I feel like I was set on this path. I was given the opportunity to be a writer. I was given certain opportunities, some of which were burdens, very painful burdens, but I'd be doing a disservice to Blacks, and to all Americans, to turn away from addressing these questions. Like many people, I want to tell the truth about what it means to be human, to be spirit in this flesh, to help us dwell a little closer to existence.
But that spiritual reality is always in tension with the historical reality. The myth of America—and I do not use the term “myth” in a pejorative fashion—is the myth of liberty. The myth that if you're willing to work, and to lay down your blood upon the land to defend it, you can be part of it. That promise is still echoing, and I'm trying to provide the strong shoulders, the shoulders that can bear the burden and not break, for future generations to stand upon. Just as I stand on th
e shoulders of those who went before me.
GB: Well, then, why in Charisma did you choose to give Alexander Marcus such a dark side?
SB: Why not?
For a number of years I had been thinking about using the Neurolinguistic Programming approach to modeling the thought patterns of another person. It is hyper-efficient, but seemed to carry the danger that someone would pick up the negative behaviors of the person along with the positives they were trying to copy. I thought about doing another novel in the Aubrey Knight universe, but ultimately I determined the idea would fit better in a more mimetic universe, and that led to Charisma.
GB: Charisma's Alexander Marcus is a powerful figure. Did you have any historical models in mind for him?
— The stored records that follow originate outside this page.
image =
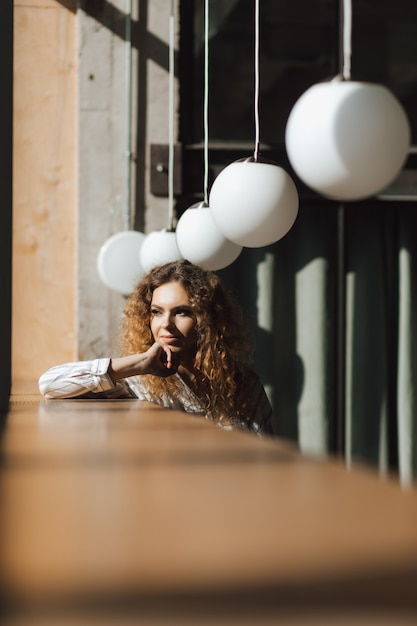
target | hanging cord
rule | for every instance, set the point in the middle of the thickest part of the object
(206, 46)
(171, 119)
(256, 151)
(128, 151)
(347, 39)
SB: I originally thought of him as a cross between Jesse Jackson and Colin Powell, but added dollops of entrepreneurial energy as I went.
GB: I love the character of Aubry Knight, and I've welcomed each of the three books he's been in. However, in Firedance he reached a new level of maturity, and perhaps a natural stopping point. Do you have plans for any more books featuring Aubry?
SB: I tend to doubt it. These books haven't had the sort of sales figures I'd like that would allow me to move my career forward.
GB: How about Lion's Blood? The world of Lion's Blood is extremely rich. Do you plan further works in this alternative America?
SB: Yes. My next book that's coming out is Zulu Heart, which isn't a sequel, but is set in the universe of Lion's Blood. After that, I'm going to decide what my next project is by the public response.
I've spent twenty years pounding on the front door, and I feel like I've made very little impact. If I'm the only voice in the field, I need to re-evaluate what I'm doing. I've got to flow like water and find the openings. I'm lucky to have editors who believe in me, and my current situation is both inspiring and humbling. I'm trying to create something that never existed. And all I can do is the best I can do.